Haziq Jamil, 11 October 2018.

A thesis submitted to the Department of Statistics of the London School of Economics and Political Science for the degree of Doctor of Philosophy.

Citation

Please cite using the following BibTeX entry:

@phdthesis{jamil2018phdthesis,
  title={Regression modelling using priors depending on Fisher information covariance kernels (I-priors)},
  author={Jamil, Haziq},
  school={London School of Economics and Political Science},
  year=2018,
  month=10,
  url={https://phd.haziqj.ml}
}

Abstract

Regression analysis is undoubtedly an important tool to understand the relationship between one or more explanatory and independent variables of interest. In this thesis, we explore a novel methodology for fitting a wide range of parametric and nonparametric regression models, called the I-prior methodology (Bergsma, 2019).

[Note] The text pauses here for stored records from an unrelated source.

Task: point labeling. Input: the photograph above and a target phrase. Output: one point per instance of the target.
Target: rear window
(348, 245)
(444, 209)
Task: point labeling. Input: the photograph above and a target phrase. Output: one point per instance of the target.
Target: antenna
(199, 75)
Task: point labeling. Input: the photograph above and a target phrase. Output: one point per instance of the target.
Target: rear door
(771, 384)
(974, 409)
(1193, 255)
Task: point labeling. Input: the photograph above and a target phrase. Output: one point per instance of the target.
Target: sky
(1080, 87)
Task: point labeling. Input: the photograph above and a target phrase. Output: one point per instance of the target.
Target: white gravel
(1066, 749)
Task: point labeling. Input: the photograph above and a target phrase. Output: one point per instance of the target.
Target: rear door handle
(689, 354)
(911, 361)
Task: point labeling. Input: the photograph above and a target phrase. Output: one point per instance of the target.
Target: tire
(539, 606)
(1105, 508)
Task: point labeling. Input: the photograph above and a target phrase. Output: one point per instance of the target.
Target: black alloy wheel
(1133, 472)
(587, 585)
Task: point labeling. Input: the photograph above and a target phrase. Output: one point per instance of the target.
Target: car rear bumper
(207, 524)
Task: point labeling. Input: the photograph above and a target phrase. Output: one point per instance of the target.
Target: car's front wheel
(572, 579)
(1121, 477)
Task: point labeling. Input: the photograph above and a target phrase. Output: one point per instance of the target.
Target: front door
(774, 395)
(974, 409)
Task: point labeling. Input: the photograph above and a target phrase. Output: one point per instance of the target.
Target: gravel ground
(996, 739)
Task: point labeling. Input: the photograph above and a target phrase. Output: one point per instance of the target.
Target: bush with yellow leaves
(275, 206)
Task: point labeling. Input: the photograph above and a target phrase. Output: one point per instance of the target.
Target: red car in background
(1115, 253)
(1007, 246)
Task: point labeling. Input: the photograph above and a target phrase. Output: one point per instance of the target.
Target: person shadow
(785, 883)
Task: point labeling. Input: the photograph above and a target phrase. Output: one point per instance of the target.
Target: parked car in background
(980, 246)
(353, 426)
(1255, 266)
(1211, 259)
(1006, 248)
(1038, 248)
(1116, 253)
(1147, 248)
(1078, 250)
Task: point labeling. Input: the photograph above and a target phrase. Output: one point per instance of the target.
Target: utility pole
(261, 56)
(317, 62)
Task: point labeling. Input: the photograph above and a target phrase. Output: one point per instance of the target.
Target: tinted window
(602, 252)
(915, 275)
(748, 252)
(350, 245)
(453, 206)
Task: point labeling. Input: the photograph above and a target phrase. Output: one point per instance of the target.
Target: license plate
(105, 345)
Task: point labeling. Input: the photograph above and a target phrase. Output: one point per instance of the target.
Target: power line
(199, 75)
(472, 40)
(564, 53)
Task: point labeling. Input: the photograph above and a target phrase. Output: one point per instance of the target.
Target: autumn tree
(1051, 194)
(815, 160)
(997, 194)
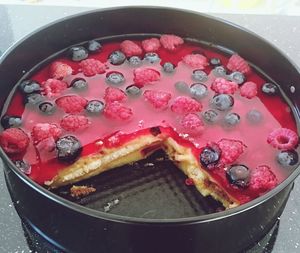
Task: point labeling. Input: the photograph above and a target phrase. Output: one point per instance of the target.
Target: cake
(101, 105)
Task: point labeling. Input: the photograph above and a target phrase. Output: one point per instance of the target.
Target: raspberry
(237, 63)
(14, 140)
(158, 99)
(171, 42)
(184, 105)
(196, 61)
(283, 138)
(74, 122)
(262, 179)
(145, 75)
(59, 70)
(91, 67)
(71, 103)
(129, 48)
(192, 124)
(248, 90)
(151, 45)
(114, 94)
(223, 86)
(117, 111)
(231, 150)
(53, 87)
(42, 131)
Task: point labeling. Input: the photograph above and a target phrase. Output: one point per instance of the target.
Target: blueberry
(198, 90)
(11, 121)
(168, 67)
(182, 87)
(133, 90)
(68, 148)
(79, 84)
(115, 78)
(95, 106)
(117, 58)
(47, 108)
(93, 46)
(220, 71)
(29, 86)
(232, 119)
(78, 53)
(152, 57)
(215, 62)
(222, 102)
(254, 116)
(238, 175)
(199, 75)
(135, 61)
(288, 158)
(237, 77)
(209, 157)
(210, 116)
(269, 89)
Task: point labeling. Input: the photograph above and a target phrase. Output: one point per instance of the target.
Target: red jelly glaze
(105, 133)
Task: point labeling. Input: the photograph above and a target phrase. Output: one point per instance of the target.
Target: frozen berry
(117, 111)
(171, 42)
(91, 67)
(223, 86)
(199, 75)
(237, 77)
(42, 131)
(231, 150)
(210, 116)
(168, 67)
(112, 94)
(115, 78)
(130, 48)
(14, 141)
(248, 90)
(68, 148)
(152, 57)
(53, 87)
(195, 61)
(182, 87)
(135, 61)
(94, 106)
(93, 46)
(79, 84)
(222, 102)
(270, 89)
(133, 90)
(74, 122)
(29, 86)
(283, 138)
(184, 105)
(288, 158)
(117, 58)
(198, 90)
(158, 99)
(145, 76)
(215, 62)
(237, 63)
(78, 53)
(59, 70)
(231, 119)
(8, 121)
(47, 108)
(151, 45)
(192, 124)
(71, 103)
(238, 175)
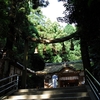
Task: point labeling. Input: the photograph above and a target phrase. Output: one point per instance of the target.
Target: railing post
(17, 82)
(85, 56)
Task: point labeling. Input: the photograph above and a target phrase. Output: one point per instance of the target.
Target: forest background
(23, 25)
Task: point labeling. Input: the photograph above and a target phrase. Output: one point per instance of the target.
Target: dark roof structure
(57, 67)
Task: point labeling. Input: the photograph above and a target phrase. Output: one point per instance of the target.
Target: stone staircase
(68, 93)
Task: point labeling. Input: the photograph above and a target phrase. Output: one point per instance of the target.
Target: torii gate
(83, 45)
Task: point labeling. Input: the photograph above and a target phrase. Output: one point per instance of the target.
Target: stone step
(69, 93)
(48, 97)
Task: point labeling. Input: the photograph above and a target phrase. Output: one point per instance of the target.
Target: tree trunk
(25, 63)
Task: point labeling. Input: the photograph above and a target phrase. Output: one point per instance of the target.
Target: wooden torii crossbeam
(57, 40)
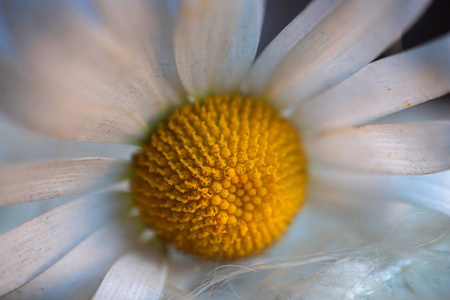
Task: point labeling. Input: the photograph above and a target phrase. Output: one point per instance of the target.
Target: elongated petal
(203, 37)
(286, 40)
(430, 191)
(40, 181)
(74, 79)
(415, 148)
(28, 250)
(349, 38)
(78, 274)
(59, 114)
(137, 275)
(146, 28)
(383, 87)
(243, 49)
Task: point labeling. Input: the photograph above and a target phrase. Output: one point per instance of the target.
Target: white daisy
(225, 149)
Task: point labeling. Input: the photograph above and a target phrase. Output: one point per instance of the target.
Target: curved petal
(203, 37)
(415, 148)
(136, 275)
(350, 37)
(39, 181)
(430, 191)
(75, 80)
(78, 274)
(243, 49)
(53, 111)
(383, 87)
(286, 40)
(28, 250)
(146, 28)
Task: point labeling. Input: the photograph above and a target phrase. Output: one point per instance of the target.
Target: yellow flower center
(221, 178)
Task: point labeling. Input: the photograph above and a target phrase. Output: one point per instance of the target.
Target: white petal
(203, 36)
(243, 49)
(385, 86)
(146, 28)
(350, 37)
(39, 181)
(79, 273)
(430, 191)
(415, 148)
(63, 115)
(75, 80)
(286, 40)
(137, 275)
(28, 250)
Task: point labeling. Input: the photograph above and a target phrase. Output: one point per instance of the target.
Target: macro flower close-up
(153, 149)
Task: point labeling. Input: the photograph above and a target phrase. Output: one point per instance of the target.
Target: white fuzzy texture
(348, 250)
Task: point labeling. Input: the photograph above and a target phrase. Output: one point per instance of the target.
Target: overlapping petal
(243, 48)
(380, 88)
(28, 250)
(79, 273)
(272, 55)
(137, 275)
(414, 148)
(203, 36)
(350, 37)
(22, 183)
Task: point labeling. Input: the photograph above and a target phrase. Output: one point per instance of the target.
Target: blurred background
(435, 21)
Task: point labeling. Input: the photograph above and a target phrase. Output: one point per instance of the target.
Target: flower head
(225, 149)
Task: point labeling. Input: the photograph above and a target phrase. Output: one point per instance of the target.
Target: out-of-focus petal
(203, 36)
(74, 80)
(385, 86)
(79, 273)
(414, 148)
(39, 181)
(430, 191)
(28, 250)
(243, 49)
(286, 40)
(53, 111)
(136, 275)
(350, 37)
(146, 28)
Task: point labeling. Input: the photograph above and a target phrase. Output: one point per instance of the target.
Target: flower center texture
(220, 178)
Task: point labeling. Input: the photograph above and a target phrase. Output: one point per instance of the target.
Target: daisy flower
(219, 151)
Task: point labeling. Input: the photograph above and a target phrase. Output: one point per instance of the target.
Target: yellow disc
(221, 178)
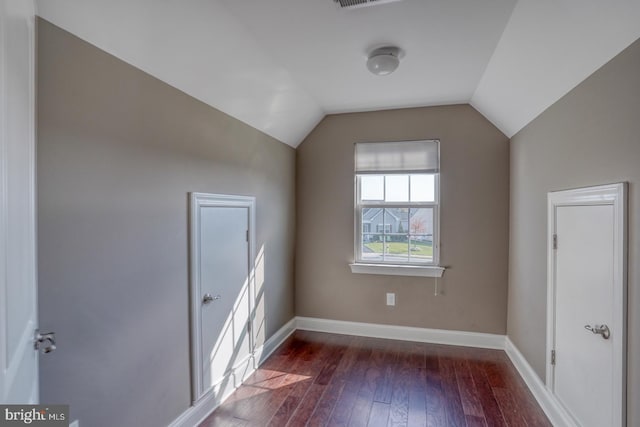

We assume that the regression function belongs to a reproducing kernel Hilbert or Kreĭn space of functions, and by doing so, allows us to utilise the convenient topologies of these vector spaces. This is important for the derivation of the Fisher information of the regression function, which might be infinite dimensional. Based on the principle of maximum entropy, an I-prior is an objective Gaussian process prior for the regression function with covariance function proportional to its Fisher information.

Our work focusses on the statistical methodology and computational aspects of fitting I-priors models. We examine a likelihood-based approach (direct optimisation and EM algorithm) for fitting I-prior models with normally distributed errors. The culmination of this work is the R package iprior which has been made publicly available on CRAN. The normal I-prior methodology is subsequently extended to fit categorical response models, achieved by "squashing" the regression functions through a probit sigmoid function. Estimation of I-probit models, as we call it, proves challenging due to the intractable integral involved in computing the likelihood. We overcome this difficulty by way of variational approximations. Finally, we turn to a fully Bayesian approach of variable selection using I-priors for linear models to tackle multicollinearity.

We illustrate the use of I-priors in various simulated and real-data examples. Our study advocates the I-prior methodology as being a simple, intuitive, and comparable alternative to similar leading state-of-the-art models.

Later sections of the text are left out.